Include one of these headers in your requests to enable idempotency:
Header NameRequiredFormatExample
idempotency-keyNoValid UUID v4550e8400-e29b-41d4-a716-446655440000
x-idempotency-keyNoValid UUID v4550e8400-e29b-41d4-a716-446655440000

Usage Guidelines

When to Use Idempotency Keys

Creating new entities or resources
Sending invitations or notifications
Any operation that should not be duplicated
Network retry scenarios
User interface double-click prevention

Behavior

ScenarioResult
First RequestProcesses normally and caches the response
Duplicate RequestsReturns the cached response immediately (within 1 hour)
After TTL ExpiryProcesses as a new request after 1 hour

Error Handling

ErrorResponse
Invalid UUID Format400 Bad Request with message: “Invalid idempotency key format.
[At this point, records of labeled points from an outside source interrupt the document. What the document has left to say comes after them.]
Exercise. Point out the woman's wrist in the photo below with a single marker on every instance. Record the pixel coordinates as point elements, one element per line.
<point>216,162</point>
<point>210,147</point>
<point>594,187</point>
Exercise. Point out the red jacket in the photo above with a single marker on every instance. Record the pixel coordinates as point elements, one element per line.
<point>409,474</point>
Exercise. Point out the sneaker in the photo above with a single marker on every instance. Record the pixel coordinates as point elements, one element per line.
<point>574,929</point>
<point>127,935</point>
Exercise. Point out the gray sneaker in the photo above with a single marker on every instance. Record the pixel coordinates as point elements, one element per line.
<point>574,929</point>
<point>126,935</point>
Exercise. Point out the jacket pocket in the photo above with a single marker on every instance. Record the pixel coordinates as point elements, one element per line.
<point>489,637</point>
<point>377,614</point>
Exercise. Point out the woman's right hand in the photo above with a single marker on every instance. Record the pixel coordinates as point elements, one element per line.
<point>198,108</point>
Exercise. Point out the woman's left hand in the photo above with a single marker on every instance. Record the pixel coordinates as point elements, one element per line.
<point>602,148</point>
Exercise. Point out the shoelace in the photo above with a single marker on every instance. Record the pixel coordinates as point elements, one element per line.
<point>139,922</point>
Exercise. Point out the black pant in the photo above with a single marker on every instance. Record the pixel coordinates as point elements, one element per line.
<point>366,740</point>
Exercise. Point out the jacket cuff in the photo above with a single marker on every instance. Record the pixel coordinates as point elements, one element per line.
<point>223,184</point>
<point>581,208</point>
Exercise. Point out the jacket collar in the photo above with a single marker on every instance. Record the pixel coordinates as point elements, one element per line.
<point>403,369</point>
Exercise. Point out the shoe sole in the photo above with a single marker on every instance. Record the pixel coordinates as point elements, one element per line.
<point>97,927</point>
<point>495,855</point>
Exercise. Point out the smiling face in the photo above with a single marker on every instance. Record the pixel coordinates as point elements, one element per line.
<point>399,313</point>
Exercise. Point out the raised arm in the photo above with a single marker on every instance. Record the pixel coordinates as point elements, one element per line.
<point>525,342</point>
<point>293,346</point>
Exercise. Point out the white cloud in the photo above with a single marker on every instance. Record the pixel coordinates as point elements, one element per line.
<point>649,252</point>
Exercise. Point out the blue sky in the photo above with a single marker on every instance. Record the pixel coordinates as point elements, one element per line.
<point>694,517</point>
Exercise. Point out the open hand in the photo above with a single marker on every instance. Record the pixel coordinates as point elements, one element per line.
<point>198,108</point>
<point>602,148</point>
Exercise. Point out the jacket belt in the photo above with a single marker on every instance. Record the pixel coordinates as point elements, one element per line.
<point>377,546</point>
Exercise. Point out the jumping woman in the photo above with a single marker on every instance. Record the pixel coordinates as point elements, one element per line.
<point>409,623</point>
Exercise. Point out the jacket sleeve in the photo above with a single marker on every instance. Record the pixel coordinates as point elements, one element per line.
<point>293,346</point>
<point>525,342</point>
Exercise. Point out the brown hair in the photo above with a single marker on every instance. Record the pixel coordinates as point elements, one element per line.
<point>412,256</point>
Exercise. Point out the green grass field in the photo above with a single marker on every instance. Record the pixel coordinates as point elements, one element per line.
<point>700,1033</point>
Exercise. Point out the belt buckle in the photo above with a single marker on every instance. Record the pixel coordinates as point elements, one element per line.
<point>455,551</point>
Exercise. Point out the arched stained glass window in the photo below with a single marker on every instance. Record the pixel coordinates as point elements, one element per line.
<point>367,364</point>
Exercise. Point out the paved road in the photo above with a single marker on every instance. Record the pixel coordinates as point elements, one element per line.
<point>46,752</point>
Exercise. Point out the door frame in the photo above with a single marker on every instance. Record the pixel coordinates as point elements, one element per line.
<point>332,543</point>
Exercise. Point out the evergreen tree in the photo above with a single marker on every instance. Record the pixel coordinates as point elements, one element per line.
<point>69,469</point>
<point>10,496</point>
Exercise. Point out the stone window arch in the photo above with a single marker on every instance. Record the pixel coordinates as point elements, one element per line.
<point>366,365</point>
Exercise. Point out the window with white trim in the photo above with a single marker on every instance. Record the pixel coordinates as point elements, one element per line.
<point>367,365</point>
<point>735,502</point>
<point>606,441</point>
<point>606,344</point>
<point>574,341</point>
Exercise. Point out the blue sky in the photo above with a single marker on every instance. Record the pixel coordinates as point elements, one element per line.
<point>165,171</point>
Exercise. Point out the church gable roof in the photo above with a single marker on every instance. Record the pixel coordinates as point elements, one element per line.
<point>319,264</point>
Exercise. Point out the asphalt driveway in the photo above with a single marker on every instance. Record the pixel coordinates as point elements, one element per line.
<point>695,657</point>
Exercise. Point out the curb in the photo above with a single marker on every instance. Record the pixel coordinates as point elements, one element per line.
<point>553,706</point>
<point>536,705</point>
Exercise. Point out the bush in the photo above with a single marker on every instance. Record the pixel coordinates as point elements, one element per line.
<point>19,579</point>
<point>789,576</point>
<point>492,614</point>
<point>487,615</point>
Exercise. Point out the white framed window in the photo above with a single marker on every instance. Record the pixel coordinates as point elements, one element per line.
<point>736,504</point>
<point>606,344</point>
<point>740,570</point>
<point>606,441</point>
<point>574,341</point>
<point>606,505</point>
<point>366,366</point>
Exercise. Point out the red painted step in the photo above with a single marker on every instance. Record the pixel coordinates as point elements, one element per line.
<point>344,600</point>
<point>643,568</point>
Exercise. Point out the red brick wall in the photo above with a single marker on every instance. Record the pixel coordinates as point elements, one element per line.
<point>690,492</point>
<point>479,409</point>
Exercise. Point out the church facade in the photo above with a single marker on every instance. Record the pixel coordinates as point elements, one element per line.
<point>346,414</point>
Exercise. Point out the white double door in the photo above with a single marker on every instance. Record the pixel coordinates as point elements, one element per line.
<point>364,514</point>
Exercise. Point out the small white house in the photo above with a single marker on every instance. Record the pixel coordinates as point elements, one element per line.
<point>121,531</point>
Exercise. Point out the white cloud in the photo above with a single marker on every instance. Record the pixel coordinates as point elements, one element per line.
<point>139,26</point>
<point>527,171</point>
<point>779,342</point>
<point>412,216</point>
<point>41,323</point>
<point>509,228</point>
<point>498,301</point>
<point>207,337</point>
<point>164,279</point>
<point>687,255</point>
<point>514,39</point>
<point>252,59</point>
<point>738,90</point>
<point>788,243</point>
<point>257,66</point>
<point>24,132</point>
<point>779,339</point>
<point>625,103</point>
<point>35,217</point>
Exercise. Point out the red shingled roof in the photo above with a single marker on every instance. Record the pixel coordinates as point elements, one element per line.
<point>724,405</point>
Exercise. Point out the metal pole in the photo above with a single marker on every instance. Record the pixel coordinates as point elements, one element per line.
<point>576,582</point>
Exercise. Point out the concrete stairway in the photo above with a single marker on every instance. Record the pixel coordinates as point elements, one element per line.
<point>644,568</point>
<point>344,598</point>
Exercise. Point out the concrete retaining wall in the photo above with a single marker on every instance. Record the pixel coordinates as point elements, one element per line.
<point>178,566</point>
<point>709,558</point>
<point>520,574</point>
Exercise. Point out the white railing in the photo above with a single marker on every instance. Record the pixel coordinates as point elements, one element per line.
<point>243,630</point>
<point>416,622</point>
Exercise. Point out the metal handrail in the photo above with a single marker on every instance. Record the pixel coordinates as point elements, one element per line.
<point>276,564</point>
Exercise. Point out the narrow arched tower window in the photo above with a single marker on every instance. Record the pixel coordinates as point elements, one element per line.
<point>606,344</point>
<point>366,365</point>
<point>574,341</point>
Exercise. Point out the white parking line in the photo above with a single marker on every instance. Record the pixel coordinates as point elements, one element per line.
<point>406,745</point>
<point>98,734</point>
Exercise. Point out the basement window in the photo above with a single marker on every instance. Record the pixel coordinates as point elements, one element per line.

The idempotency-key must be a valid UUID”
Missing KeyRequest processes normally without idempotency

Example Usage

Request with Idempotency Key

POST /downstream-entities/onboarding/invite
Content-Type: application/json
idempotency-key: 550e8400-e29b-41d4-a716-446655440000

{
  "email": "user@example.com",
  "entityName": "Example Corp"
}

Generating UUIDs

Use any UUID v4 generator:
const uuid = crypto.randomUUID();

Best Practices

Generate Unique Keys

Use a fresh UUID for each logical operation

Client-Side Generation

Generate UUIDs on the client side before making requests

Retry Logic

Use the same idempotency key when retrying failed requests

Key Management

Don’t reuse keys across different operations

Testing

Include both scenarios in your tests:
  • Requests with idempotency keys
  • Requests without idempotency keys

Postman Variables

You can use Postman’s built-in variable for testing:
{{$guid}}
This generates a new UUID for each request, or create a collection variable for consistent testing.
This implementation ensures reliable API operations and prevents duplicate processing in distributed systems and unreliable network conditions.